The streets were dark with something more than night…

Ahhhh, neo-noir, how I do love it.

As planned I’ve seen both Hollywoodland and The Black Dahlia in the past two weekends. Both movies that visit the sacred ground of Chandler, Hammett, and a hundred low-budget RKO crime pictures. That mythic Los Angeles of the 30s-50s, as it existed only in the imagination….beautiful but rotten inside. Sunbaked, but dark as sin. Where the Santa Ana winds blow the dirt and grime back into the city instead of cleansing it out. A place where people and dreams go to die and/or be killed in sordid and mysterious ways. Ahhhhhh…it makes me feel good all over…

But enough of that. I like the genre, you get the picture. ;)

Hollywoodland tells the story of George Reeves, tv’s Superman, and his sordid and mysterious death. It was ruled suicide at the time, but there were enough strange details to raise questions about possible murder. Hollywoodland presents a whole smorgasboard of possible suspects, motives, options, and outcomes, but leaves it all open-ended for the viewer to ponder and decide.
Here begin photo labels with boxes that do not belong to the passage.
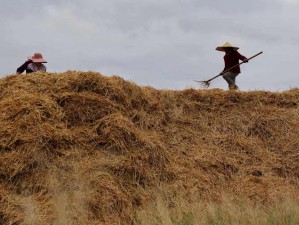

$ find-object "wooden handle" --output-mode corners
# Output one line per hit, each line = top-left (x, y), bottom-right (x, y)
(207, 52), (263, 82)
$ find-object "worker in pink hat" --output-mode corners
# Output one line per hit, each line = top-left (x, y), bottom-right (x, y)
(216, 42), (248, 90)
(17, 52), (47, 74)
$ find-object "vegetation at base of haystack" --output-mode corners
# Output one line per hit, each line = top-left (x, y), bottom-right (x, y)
(0, 71), (299, 225)
(135, 196), (299, 225)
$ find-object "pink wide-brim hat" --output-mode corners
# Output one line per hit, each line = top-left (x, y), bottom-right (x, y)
(27, 52), (47, 63)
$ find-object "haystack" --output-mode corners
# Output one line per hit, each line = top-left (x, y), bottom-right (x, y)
(0, 71), (299, 224)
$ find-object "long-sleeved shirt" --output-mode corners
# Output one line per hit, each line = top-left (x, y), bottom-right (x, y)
(17, 60), (47, 74)
(223, 50), (247, 74)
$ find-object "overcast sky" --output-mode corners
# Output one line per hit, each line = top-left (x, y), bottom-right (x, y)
(0, 0), (299, 91)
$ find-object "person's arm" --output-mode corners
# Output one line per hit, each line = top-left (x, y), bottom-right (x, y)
(237, 52), (248, 63)
(17, 60), (32, 74)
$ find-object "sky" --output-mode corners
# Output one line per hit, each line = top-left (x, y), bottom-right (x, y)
(0, 0), (299, 91)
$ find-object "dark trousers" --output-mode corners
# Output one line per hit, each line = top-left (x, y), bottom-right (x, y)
(223, 72), (238, 90)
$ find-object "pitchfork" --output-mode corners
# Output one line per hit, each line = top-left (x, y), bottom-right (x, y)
(195, 52), (263, 88)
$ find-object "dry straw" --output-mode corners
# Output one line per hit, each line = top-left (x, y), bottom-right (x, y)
(0, 71), (299, 224)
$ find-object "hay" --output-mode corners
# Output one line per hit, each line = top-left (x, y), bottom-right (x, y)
(0, 71), (299, 224)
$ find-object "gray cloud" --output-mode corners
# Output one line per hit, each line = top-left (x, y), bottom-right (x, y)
(0, 0), (299, 90)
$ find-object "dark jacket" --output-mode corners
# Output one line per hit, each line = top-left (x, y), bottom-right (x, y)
(223, 50), (247, 74)
(17, 60), (46, 74)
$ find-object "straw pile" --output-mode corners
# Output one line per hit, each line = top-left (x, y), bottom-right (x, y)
(0, 71), (299, 224)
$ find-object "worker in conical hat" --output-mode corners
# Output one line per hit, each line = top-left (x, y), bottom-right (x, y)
(216, 42), (248, 90)
(17, 52), (47, 74)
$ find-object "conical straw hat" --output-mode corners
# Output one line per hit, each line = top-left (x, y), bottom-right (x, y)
(27, 52), (47, 63)
(216, 42), (239, 52)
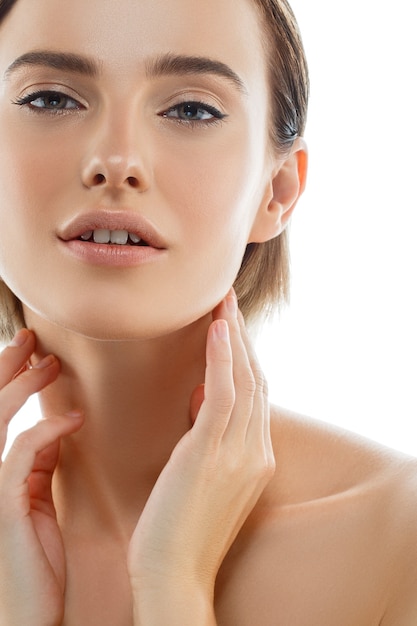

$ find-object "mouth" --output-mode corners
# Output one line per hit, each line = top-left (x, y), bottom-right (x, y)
(77, 228), (149, 246)
(59, 209), (166, 250)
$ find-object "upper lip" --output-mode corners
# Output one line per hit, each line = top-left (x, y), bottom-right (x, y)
(58, 209), (166, 249)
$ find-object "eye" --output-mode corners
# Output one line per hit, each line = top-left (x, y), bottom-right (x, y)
(162, 102), (226, 123)
(14, 91), (82, 112)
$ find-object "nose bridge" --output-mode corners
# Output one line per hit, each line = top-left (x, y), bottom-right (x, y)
(82, 101), (150, 190)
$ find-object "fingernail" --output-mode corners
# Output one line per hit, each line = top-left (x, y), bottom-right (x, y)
(65, 409), (82, 419)
(33, 354), (55, 370)
(9, 328), (29, 348)
(226, 294), (237, 317)
(214, 320), (229, 341)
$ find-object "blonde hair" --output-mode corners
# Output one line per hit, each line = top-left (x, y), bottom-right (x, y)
(0, 0), (309, 341)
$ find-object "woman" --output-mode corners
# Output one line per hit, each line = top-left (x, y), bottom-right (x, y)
(0, 0), (417, 626)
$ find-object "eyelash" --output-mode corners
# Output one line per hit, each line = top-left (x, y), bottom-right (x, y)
(13, 90), (227, 127)
(13, 90), (83, 115)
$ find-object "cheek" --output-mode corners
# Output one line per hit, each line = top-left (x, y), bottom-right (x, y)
(155, 129), (260, 250)
(0, 122), (79, 213)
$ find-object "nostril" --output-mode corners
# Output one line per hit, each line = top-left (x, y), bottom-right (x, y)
(127, 176), (139, 189)
(93, 174), (106, 185)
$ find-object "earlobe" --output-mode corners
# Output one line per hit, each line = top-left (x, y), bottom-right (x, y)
(248, 138), (308, 243)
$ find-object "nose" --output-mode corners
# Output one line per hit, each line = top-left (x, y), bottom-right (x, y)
(81, 109), (150, 192)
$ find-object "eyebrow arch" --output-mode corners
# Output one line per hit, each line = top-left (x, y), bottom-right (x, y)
(145, 54), (248, 95)
(4, 50), (248, 95)
(4, 50), (99, 79)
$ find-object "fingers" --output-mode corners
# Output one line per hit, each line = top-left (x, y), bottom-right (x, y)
(0, 329), (59, 456)
(191, 320), (235, 452)
(196, 292), (275, 473)
(0, 412), (83, 519)
(214, 292), (257, 444)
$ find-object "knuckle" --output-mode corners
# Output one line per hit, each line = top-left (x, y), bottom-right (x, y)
(242, 372), (257, 396)
(13, 430), (33, 451)
(213, 391), (235, 415)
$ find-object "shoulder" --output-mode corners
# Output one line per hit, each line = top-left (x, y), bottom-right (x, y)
(271, 406), (417, 500)
(216, 407), (417, 626)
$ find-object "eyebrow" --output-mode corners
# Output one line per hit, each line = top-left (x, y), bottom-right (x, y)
(4, 50), (99, 79)
(145, 54), (248, 95)
(4, 50), (248, 95)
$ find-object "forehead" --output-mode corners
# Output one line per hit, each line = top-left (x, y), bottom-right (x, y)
(0, 0), (266, 91)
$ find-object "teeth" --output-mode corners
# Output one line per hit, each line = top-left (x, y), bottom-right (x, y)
(93, 228), (110, 243)
(129, 233), (140, 243)
(110, 230), (129, 241)
(80, 228), (141, 246)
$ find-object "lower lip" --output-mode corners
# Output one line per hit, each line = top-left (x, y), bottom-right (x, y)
(62, 239), (166, 267)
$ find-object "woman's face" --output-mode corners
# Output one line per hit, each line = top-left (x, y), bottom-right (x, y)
(0, 0), (272, 338)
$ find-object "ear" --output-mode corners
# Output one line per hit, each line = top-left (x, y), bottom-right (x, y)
(248, 138), (308, 243)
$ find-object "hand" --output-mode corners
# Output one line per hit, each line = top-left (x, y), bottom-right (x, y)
(128, 294), (275, 624)
(0, 329), (82, 626)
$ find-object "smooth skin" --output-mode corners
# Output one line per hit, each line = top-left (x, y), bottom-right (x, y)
(0, 0), (417, 626)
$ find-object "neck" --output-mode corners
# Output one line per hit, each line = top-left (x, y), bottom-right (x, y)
(24, 316), (211, 537)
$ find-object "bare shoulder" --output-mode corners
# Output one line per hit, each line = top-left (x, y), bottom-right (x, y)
(271, 406), (417, 508)
(268, 407), (417, 626)
(214, 407), (417, 626)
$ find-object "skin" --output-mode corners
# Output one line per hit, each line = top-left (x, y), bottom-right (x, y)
(0, 0), (417, 626)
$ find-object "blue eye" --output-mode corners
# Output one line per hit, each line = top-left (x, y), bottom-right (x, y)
(162, 102), (226, 123)
(14, 91), (81, 112)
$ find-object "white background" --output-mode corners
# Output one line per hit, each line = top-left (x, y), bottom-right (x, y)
(259, 0), (417, 454)
(3, 0), (417, 455)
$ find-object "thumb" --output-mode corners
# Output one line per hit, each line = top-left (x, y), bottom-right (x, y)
(190, 384), (204, 424)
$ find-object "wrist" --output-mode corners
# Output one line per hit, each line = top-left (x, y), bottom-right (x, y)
(133, 581), (217, 626)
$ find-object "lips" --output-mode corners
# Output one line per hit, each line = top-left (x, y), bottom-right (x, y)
(58, 209), (166, 250)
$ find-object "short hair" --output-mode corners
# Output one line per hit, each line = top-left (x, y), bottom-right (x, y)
(0, 0), (309, 341)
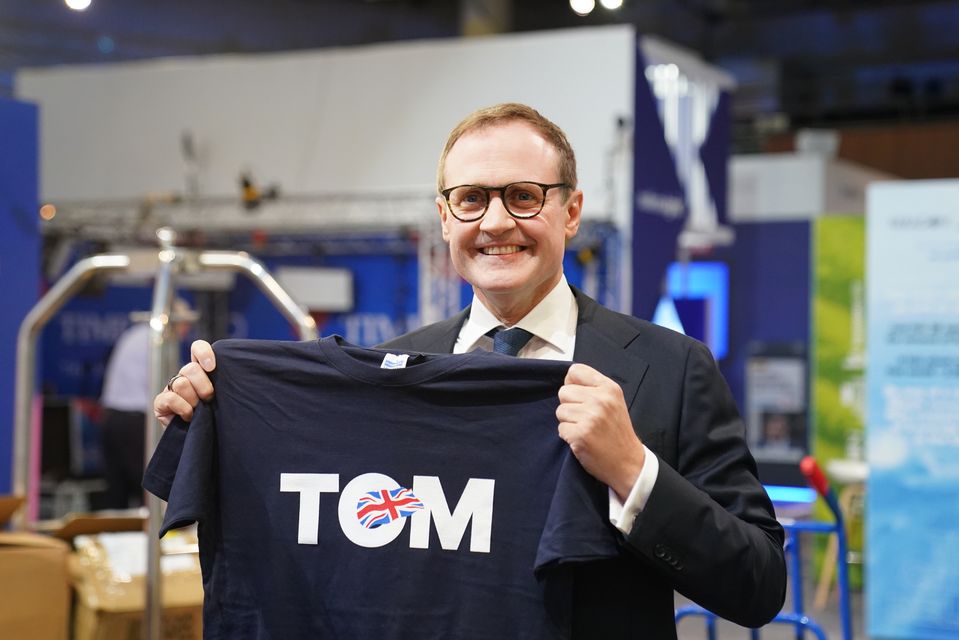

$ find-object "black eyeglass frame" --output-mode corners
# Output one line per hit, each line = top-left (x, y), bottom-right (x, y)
(440, 180), (572, 222)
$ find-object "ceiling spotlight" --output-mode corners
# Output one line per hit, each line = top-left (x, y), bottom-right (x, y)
(569, 0), (596, 16)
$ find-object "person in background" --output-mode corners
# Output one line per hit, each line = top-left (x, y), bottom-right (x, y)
(99, 298), (191, 509)
(153, 103), (786, 640)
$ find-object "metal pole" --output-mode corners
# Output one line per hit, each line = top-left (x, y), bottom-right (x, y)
(198, 251), (318, 340)
(13, 254), (130, 529)
(143, 228), (178, 640)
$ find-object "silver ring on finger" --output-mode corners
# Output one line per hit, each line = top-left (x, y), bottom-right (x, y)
(166, 373), (186, 393)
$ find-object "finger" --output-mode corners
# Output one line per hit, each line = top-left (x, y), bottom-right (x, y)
(174, 362), (213, 405)
(190, 340), (216, 371)
(170, 375), (200, 407)
(153, 391), (193, 426)
(564, 362), (609, 387)
(557, 384), (594, 403)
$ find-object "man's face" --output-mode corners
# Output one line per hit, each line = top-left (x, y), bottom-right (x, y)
(436, 122), (583, 323)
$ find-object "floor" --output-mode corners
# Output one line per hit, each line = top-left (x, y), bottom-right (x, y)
(676, 572), (868, 640)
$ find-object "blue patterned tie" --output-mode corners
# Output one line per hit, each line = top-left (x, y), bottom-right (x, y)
(486, 327), (533, 356)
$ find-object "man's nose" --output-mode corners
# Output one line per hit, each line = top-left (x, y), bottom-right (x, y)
(480, 193), (516, 235)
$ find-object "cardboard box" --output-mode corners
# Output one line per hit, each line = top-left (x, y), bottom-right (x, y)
(69, 532), (203, 640)
(0, 497), (70, 640)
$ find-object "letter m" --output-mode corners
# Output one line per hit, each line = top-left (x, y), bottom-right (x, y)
(410, 476), (495, 553)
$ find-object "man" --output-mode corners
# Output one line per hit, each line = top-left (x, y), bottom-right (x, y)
(154, 104), (785, 639)
(100, 298), (193, 509)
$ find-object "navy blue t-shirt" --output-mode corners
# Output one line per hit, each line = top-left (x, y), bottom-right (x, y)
(144, 337), (619, 640)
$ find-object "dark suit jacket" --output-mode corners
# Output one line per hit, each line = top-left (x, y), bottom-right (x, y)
(381, 288), (786, 640)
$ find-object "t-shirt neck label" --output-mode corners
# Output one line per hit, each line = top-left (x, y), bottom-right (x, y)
(380, 353), (410, 369)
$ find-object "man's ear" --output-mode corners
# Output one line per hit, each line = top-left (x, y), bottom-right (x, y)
(563, 189), (583, 240)
(436, 196), (450, 242)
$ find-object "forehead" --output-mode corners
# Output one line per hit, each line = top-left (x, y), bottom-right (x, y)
(444, 121), (559, 186)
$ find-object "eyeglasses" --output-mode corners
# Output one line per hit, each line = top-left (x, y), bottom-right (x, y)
(440, 182), (569, 222)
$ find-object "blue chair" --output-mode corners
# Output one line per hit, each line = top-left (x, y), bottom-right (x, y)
(676, 456), (853, 640)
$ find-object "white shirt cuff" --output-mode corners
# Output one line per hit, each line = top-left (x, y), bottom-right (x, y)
(609, 445), (659, 535)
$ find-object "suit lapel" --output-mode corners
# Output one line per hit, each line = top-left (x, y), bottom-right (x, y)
(410, 307), (470, 353)
(572, 287), (649, 407)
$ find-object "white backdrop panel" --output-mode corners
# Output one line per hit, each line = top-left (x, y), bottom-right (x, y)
(16, 26), (636, 229)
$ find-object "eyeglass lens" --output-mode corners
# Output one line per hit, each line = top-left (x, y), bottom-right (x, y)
(449, 182), (545, 217)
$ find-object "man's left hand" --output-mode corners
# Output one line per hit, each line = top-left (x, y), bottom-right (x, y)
(556, 363), (646, 501)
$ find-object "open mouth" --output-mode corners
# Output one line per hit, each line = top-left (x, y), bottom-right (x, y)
(479, 244), (526, 256)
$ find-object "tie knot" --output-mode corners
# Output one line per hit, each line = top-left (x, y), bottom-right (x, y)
(487, 327), (533, 356)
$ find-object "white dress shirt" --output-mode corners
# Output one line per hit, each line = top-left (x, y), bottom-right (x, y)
(100, 322), (153, 411)
(453, 276), (659, 534)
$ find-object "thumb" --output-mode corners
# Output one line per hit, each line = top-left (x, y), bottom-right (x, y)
(190, 340), (216, 373)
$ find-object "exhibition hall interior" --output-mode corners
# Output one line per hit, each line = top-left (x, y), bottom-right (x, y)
(0, 0), (959, 640)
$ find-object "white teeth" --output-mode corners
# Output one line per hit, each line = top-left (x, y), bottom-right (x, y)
(480, 244), (523, 256)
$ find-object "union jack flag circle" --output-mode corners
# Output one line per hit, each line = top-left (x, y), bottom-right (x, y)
(356, 487), (426, 529)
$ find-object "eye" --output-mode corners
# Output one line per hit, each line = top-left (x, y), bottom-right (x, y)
(450, 186), (486, 209)
(506, 182), (543, 210)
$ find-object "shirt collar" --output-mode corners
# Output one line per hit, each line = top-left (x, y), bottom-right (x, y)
(455, 275), (576, 357)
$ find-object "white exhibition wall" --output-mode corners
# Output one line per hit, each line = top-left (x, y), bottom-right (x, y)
(16, 26), (636, 230)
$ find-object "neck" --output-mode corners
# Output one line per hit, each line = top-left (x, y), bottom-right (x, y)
(473, 279), (559, 327)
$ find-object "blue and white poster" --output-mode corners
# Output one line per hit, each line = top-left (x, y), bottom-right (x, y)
(866, 180), (959, 640)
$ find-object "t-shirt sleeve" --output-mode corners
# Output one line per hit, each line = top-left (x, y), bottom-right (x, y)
(144, 404), (216, 537)
(533, 452), (619, 579)
(143, 417), (190, 501)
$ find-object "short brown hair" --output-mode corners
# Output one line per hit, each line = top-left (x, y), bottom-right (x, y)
(436, 102), (577, 191)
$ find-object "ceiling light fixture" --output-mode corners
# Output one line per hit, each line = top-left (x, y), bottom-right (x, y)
(569, 0), (596, 16)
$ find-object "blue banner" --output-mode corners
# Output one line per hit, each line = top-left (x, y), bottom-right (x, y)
(0, 98), (40, 494)
(866, 180), (959, 640)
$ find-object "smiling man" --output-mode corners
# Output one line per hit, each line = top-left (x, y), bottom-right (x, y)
(154, 104), (786, 639)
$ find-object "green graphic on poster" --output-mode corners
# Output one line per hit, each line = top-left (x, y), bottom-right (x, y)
(811, 216), (866, 587)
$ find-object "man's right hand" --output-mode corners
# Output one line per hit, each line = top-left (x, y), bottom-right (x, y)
(153, 340), (216, 427)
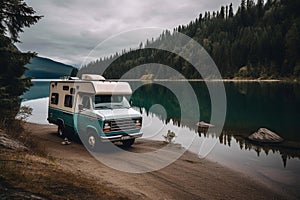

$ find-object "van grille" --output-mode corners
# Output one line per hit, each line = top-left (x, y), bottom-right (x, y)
(110, 118), (141, 132)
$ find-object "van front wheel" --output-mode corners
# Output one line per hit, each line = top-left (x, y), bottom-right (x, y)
(122, 138), (135, 147)
(57, 125), (65, 137)
(86, 132), (100, 151)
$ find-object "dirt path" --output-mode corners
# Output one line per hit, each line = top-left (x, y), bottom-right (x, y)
(26, 124), (282, 200)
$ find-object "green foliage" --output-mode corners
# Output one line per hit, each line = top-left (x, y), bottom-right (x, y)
(80, 0), (300, 78)
(0, 0), (41, 128)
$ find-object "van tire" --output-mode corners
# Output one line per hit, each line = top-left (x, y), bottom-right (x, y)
(57, 125), (65, 137)
(85, 131), (100, 151)
(122, 138), (135, 147)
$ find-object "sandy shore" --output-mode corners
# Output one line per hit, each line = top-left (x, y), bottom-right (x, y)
(26, 124), (284, 199)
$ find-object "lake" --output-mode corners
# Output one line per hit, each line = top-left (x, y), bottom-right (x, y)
(23, 80), (300, 198)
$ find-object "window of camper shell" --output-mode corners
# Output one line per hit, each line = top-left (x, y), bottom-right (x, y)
(51, 93), (59, 105)
(94, 95), (130, 109)
(64, 95), (73, 108)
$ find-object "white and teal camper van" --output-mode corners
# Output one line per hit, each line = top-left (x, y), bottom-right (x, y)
(48, 74), (142, 148)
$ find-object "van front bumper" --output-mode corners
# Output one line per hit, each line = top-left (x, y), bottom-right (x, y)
(100, 132), (143, 142)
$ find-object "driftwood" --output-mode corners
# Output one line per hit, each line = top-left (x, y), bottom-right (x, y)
(248, 128), (283, 143)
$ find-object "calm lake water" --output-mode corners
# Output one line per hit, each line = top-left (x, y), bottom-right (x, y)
(23, 81), (300, 198)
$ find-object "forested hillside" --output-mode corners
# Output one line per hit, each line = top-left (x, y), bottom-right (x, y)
(80, 0), (300, 78)
(25, 57), (77, 79)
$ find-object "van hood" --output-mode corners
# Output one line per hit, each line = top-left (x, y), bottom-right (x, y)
(95, 108), (141, 120)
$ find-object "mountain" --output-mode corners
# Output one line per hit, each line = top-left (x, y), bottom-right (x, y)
(25, 57), (77, 79)
(79, 0), (300, 79)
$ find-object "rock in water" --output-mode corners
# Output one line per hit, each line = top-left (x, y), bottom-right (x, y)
(196, 121), (214, 128)
(248, 128), (283, 143)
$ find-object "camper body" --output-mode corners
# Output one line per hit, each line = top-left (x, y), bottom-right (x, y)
(48, 75), (142, 148)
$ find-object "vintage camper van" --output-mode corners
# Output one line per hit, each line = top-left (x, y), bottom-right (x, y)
(48, 74), (142, 149)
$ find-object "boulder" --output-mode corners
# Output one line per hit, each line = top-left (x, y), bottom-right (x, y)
(196, 121), (214, 128)
(248, 128), (283, 143)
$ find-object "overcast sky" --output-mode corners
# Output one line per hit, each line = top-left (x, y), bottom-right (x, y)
(17, 0), (240, 66)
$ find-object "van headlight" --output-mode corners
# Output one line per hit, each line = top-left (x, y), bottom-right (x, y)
(135, 119), (142, 128)
(103, 122), (111, 132)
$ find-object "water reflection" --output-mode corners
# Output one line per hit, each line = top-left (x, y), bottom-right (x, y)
(131, 82), (300, 167)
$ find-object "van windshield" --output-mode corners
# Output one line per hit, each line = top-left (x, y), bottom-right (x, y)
(94, 95), (130, 109)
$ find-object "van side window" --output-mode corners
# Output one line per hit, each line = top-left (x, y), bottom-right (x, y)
(51, 93), (59, 105)
(63, 85), (69, 90)
(64, 95), (73, 108)
(82, 96), (91, 109)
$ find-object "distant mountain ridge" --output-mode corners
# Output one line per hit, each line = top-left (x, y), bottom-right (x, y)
(25, 57), (77, 79)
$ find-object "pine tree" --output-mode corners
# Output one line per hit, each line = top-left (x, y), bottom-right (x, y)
(0, 0), (41, 128)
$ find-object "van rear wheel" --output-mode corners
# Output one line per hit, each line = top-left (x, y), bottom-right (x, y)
(122, 138), (135, 147)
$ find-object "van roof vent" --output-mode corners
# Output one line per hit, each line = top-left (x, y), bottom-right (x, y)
(81, 74), (105, 81)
If you want a tidy wrap-up, look elsewhere. But like the best of noir, the “solution” to the mystery isn’t the point…instead the beauty of the tale lies in the style of the telling, and Hollywoodland has style in buckets.

I couldn’t concentrate on the movie at first because I was so overwhelmed by the beauty and period accuracy of the set dressing, the clothes, the furniture, OMG it was so perfect….

And the actors had style, too. I don’t think Hollywoodland would have been half as good without it’s fine cast. These folks really helped to suck you in, make it real, keep you thinking about the movie well after it ended. I didn’t think I’d buy Adrien Brody as a p.i….he just doesn’t look like one. But he nailed it. His character, a down-on-his-luck investigator named Louis Simo, is a sleazeball, an opportunist, muck-raker, yet wounded. Brody allows the audience to see it all. Simo’s character is a parallel to George Reeves, who is also presented as a ruthless climber up the Hollywood ladder, who keeps getting kicked off of the rungs. Embarassed about his status as a kept man and a kiddie icon in a cheap TV series, his pride is his stumbling block. He takes the money from the Superman gig, but he hates himself for it. He thinks he should be a “serious Actor.” Not really suprisingly, Ben Affleck is perfect as Reeves. Big no-talent dope portrays big no-talent dope.

Speaking of losers, The Black Dahlia was a big disappointment. Brian DePalma should never be allowed to direct another movie. Or he should certainly never be allowed to direct noir. Noir requires subtlety. Whereas DePalma turned Dahlia into a big, loud (oh, the score was SO bad!), grotesque, garish, over-the-top mess. And boring on top of it all. And with bad acting. Hillary Swank behaves like a female female-impersonator. Josh and Scarlett, even though they are close in age to what Mitchum was when he made Out of the Past and Bacall when she made The Big Sleep, look like freshmen in a school play. It’s hard to believe how in 60 years, a 20 year old woman can go from being perceived as a mature adult (Bacall) to a sorority chick (Scarlett.) I don’t understand it, but it will make you fret about “those kids today.” It will also make you run to your DVD collection to watch some real noir to cleanse Black Dahlia from your mind. You don’t even have to go back that far in time to find a better movie. L.A. Confidential, also based upon a James Ellroy novel, is ten times the movie Black Dahlia is.

Oh to hell with it. I don’t even feel like bothering. Just read this guy’s review. Ok, I didn’t think it was THAT bad, but Lord, it wasn’t good.